Scientists within the (prodromal) AD research field have much to gain from joint models for longitudinal and survival data. When estimating the time until clinical dementia diagnosis, while accounting for the effect of a longitudinal biomarker or cognitive measure, joint models can not only provide estimates for their association, but they can also further investigate the type of association.

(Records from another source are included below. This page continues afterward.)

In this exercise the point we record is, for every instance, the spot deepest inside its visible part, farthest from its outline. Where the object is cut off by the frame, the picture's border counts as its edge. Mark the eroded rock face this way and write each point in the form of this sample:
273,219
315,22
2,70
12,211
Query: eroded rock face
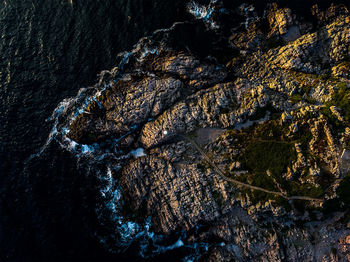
280,124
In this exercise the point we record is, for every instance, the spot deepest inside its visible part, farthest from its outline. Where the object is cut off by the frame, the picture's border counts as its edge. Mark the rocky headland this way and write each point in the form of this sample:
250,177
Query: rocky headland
233,128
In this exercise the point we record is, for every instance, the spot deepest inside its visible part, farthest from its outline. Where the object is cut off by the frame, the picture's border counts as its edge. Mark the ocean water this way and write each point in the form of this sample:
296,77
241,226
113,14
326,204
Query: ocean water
53,206
49,50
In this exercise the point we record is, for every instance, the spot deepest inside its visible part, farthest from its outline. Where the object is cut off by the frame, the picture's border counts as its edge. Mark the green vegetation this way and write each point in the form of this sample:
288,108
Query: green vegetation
261,156
340,99
343,191
296,98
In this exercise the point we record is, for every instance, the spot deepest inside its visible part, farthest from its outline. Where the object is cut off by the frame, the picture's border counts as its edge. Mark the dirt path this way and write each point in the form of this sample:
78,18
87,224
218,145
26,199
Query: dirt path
241,184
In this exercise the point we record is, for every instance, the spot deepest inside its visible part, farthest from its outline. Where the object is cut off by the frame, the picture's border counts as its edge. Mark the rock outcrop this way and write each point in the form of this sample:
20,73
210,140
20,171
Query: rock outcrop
280,115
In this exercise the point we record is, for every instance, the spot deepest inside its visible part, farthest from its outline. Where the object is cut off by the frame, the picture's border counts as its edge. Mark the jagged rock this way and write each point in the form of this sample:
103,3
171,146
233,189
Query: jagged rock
267,97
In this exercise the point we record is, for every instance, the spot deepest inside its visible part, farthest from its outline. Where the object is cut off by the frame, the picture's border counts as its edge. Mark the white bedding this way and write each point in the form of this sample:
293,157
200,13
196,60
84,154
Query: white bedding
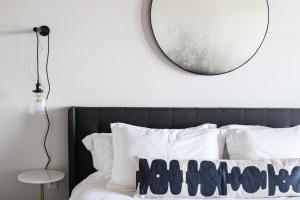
94,188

This paper aimed to provide an introduction into the application of joint models with special interest in the relationship between the longitudinal information and the event times, using data from a prodromal AD trial. First of all, we reanalysed the data, combining the longitudinal data on cognitive functioning with the survival data on dementia diagnosis in order to account for their dependencies. Both longitudinal outcomes, CDR-SB and NTB memory domain, were strongly associated with the risk of dementia diagnosis. For CDR-SB we observed a statistically significant intervention effect on the longitudinal trajectory. Secondly, for NTB memory domain we investigated the type of association between the longitudinal profiles and the risk of dementia diagnosis. Specifically, we investigated three association types: the current value, the current value in combination with the rate of increase and the cumulative effect. We concluded that it was the current value in combination with the rate of increase of the longitudinal trajectory, that best captures the association with dementia diagnosis.

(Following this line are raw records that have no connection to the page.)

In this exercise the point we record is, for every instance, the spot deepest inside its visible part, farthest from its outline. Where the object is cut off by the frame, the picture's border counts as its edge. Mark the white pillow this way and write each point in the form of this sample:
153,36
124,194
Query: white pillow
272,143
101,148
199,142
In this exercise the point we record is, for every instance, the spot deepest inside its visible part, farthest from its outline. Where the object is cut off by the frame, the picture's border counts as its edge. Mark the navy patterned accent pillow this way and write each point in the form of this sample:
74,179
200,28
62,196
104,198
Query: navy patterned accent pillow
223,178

Additionally, this paper demonstrated the added value of a typical characteristic of joint models, namely the combination of the direct and indirect processes, both with different possibilities in modelling the effect of time. The joint model suggested an increased hazard ratio for the test versus the control group at the beginning of the trial. Given that there was no intervention before or at baseline, this increased hazard ratio was hypothesised to be caused by an imbalance between the intervention groups in characteristics at baseline. The groups were found to have a statistically significant imbalance at baseline in MMSE. MMSE is known to reflect cognitive performance and having an imbalance in MMSE between the intervention groups at baseline suggested that the groups - despite the randomisation process - might have on average differed in where they were in the disease continuum at baseline. Including baseline MMSE in the joint model markedly decreased the hazard ratio at the beginning of the trial, which fits into the hypothesis that the increased hazard ratio at the beginning of the trial was caused by baseline imbalance.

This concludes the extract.